Kino: THE HANGOVER PART II

Nachdem Phil (Bradley Cooper), Stu (Ed Helms), Alan (Zach Galifianakis) und Doug (Justin Bartha) den schwersten Filmriss ihres Lebens halbwegs verdaut haben, reisen die vier einmal um die halbe Welt, um in Thailand die Hochzeit von Zahnarzt Stu zu feiern. Obwohl sich die (Noch-)Junggesellen geschworen haben, es nicht wieder zum Äußersten kommen zu lassen, wachen drei von ihnen nach einer durchfeierten Nacht in einem Hotelzimmer in Bangkok auf (aus irgendeinem Grund ist der vierte im Bunde, Doug, erneut nicht direkt ins Geschehen verwickelt). Wieder haben die Jungs keine Erinnerungen daran, was passiert ist, und wieder bringen ihre Exzesse unangenehme Konsequenzen mit sich. Und der irrelustige asiatische Schwule (Ken Jeong) ist auch wieder mit von der Partie.

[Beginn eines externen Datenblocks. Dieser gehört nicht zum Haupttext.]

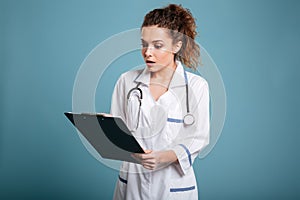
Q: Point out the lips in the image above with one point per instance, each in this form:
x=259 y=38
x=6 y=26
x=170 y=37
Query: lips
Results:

Der männliche Ritus, sich zum Ende der Junggeselligkeit mit Freunden noch einmal richtig abzuschießen, bevor es dem heiligen Bund der Ehe beizutreten gilt, kann sehr amüsant sein. Darüber wurden schon diverse komische Filme gedreht, zum Beispiel eben die elliptische Katerkomödie "The Hangover". Sie verstand die letzte große Bachelor Party als Erinnerungslücke, die ihre Protagonisten nach einem bösen Erwachen Stück für Stück und voller Verzweiflung zu füllen bemüht waren. Die enthüllten Details der folgenreichen Sausenacht bewegten sich zwischen schwer harmlos und leicht aufregend und führten am Schluss selbstverständlich zur ehelichen und freundschaftlichen Versöhnung zwischen Mann und Frau und – garantiert platonisch – auch zwischen Mann und Mann.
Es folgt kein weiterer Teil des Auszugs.